News Briefs: Archives 2011 & Earlier

Education Department Warns Schools on Bullying

The Department of Education has notified schools and colleges that it intends to penalize systems that refuse to address pervasive problems with bullying that violate students’ civil rights protections. In addition, the Obama administration is planning a major multi-agency conference on bullying in January that will provide communities with ways to combat the problem.

The notice of federal expectations was issued in the form of a guidance letter written by Assistant Education Secretary for Civil Rights Russlyn Ali and sent to every to every U.S. public school district and more than 5,000 colleges and universities across the country, urging officials to be aware of civil rights laws that require schools to address bullying cases actively.

The letter specifically draws a connection between harassment of gay students and gender-based harassment – defined as action that either reinforces gender stereotypes or singles out individuals who may not conform to them – and states that students who experience this type of bullying are legally defended under Title IX of the Education Amendments of 1972, which prohibits sex discrimination in education programs that receive federal assistance.

White House Domestic Policy Council Director Melody Barnes said the letter is the Education Department’s first comprehensive effort to define harassment of gay students.

“We’re going to really challenge places that have their heads in the sand and aren’t displaying the courage to move ahead in the right direction,” said Education Secretary Arne Duncan.

Duncan said state-to-state discrepancies in laws on harassment are one reason the letter is important. By clarifying the ways existing federal law applies to all districts and higher education institutions, the department aims to raise awareness of the issue across the country. Though some states have worked to strengthen anti-bullying policies, others remain limited in their acknowledgement of what Duncan described as a problem that can leave students feeling powerless to defend themselves.

Federal efforts to increase awareness of bullying come at a time when national attention has become focused on the violent side of harassment. Half of all students said they have bullied someone in the past year, according to a study of high school students conducted this year by the Josephson Institute Center for Youth Ethics, and 47 percent said they have been bullied in a way that seriously upset them.

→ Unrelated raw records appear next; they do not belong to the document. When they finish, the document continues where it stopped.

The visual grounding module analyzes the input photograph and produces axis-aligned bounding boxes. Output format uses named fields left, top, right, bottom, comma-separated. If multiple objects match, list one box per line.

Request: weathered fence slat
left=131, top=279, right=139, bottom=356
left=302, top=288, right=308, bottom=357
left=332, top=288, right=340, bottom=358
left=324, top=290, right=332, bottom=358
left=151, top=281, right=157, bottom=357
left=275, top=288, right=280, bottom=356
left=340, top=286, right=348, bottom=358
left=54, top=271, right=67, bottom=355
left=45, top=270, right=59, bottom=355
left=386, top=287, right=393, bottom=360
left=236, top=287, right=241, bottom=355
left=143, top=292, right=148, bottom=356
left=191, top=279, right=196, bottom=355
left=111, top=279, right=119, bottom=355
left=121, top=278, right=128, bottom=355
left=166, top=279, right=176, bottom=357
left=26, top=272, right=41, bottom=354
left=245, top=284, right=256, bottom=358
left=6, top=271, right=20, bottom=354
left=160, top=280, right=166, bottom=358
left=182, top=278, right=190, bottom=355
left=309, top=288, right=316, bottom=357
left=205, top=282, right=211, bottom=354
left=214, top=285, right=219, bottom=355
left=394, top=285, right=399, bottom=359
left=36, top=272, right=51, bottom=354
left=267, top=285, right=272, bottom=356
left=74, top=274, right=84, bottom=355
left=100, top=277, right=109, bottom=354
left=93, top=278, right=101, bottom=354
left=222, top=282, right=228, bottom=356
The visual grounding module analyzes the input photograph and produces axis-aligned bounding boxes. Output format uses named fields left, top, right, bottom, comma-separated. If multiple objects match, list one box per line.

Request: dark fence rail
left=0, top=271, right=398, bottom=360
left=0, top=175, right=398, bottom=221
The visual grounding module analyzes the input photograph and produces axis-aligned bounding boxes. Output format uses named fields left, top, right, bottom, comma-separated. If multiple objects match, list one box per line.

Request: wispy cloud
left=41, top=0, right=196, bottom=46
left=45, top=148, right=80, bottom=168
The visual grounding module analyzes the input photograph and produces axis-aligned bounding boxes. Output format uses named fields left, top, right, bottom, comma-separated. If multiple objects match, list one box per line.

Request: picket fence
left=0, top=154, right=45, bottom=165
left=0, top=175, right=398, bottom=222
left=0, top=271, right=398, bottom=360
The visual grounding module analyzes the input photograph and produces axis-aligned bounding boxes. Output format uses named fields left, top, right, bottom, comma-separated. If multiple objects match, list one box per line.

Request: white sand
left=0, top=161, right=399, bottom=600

One in four students who were surveyed said that they do not feel safe at school.

For gay teens and young adults, recent news indicates the problem is even worse. Five gay students have committed suicide in a little over a month. One of those suicides, by a 15-year-old Indiana boy, sparked an impromptu online campaign called “It Gets Better.” The campaign started with a YouTube message from media columnist Dan Savage and has grown to include messages from President Barack Obama and Secretary of State Hillary Clinton.  (See story, page 12).

The letter provides five hypothetical examples of situations in which students were harassed due to race, color or national origin, gender, or disability. Those groups, Ali said, are specifically protected by three pieces of federal legislation: Title VI of the Civil Rights Act of 1964, Title IX of the Education Amendments of 1972, and Title II of the Americans with Disabilities Act of 1990.

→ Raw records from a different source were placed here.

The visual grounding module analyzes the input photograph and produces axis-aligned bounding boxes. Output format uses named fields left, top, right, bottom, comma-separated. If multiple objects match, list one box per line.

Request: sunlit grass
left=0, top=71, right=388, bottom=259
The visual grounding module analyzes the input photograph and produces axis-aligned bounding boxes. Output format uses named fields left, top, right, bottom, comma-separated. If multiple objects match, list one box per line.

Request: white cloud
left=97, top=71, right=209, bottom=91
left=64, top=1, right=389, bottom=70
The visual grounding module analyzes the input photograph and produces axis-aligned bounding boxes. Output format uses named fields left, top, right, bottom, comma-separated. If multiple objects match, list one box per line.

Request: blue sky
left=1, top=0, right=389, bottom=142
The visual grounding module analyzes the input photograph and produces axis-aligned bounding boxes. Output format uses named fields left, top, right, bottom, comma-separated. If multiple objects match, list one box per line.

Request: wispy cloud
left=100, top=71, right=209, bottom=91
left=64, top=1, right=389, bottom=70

Discrimination and harassment based on sexual orientation are not covered specifically by any of those laws. But the department believes that Title IX includes protections that can and should be used to police most bullying of gay youths.

“Although Title IX does not prohibit discrimination based solely on sexual orientation,” Ali said, “Title IX does protect all students, including [LGBT] students, from sex discrimination.”

But the guidance interprets Title IX to mean that discrimination exists if “students are harassed either for exhibiting what is perceived as a stereotypical characteristic for their sex, or failing to conform to stereotypical notions of masculinity and femininity.”

The guidance urges schools to use those standards to protect their gay students.